Bayangan masa lalu yang terkadang susah dilupakan. Merangkak naik disaat semua luka sudah mulai sembuh dan akhirnya menghancurkan segalanya. Dari situlah kita belajar bahwa hidup adalah perjuangan. Bahwa luka merupakan tanda bahwa kamu harus berjuang untuk hidup.
🍀🍀🍀
“Rahasia apa?” Aku berbalik dan menatap ke arah Aidan.
Aidan terlihat sedikit kaget dengan pertanyaanku. Dia menatapku lekat sepertinya sedang menimbang untuk memberitahuku atau tidak. Suara angin yang memacah kesunyian membawaku terbang menuju ke ingatan di masa lalu. Saat kali pertama dia menemukan aku di kebun belakang sekolah waktu itu.

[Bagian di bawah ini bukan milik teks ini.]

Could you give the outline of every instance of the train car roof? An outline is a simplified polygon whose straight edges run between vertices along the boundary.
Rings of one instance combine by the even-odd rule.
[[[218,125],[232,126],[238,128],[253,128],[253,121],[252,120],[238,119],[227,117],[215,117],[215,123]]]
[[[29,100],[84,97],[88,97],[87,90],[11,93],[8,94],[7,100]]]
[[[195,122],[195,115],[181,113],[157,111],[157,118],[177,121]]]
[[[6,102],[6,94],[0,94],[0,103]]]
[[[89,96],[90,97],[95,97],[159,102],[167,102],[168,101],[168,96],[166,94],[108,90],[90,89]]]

“Sebenarnya... saat kamu pindah sekolah, aku pernah pergi ke kebun belakang sekolah. Dan aku menemukan sesuatu.” Aidan sedikit menunjukkkan senyum yang justru terasa menyedihkan.
“Rupanya kamu berhasil menemukannya. Lukisan buatanku,” kataku lirih. Aku kembali merasakan kepahitan teringat saat itu.
“Apa kamu sengaja meninggalkannya disana untukku?” tanya Aidan.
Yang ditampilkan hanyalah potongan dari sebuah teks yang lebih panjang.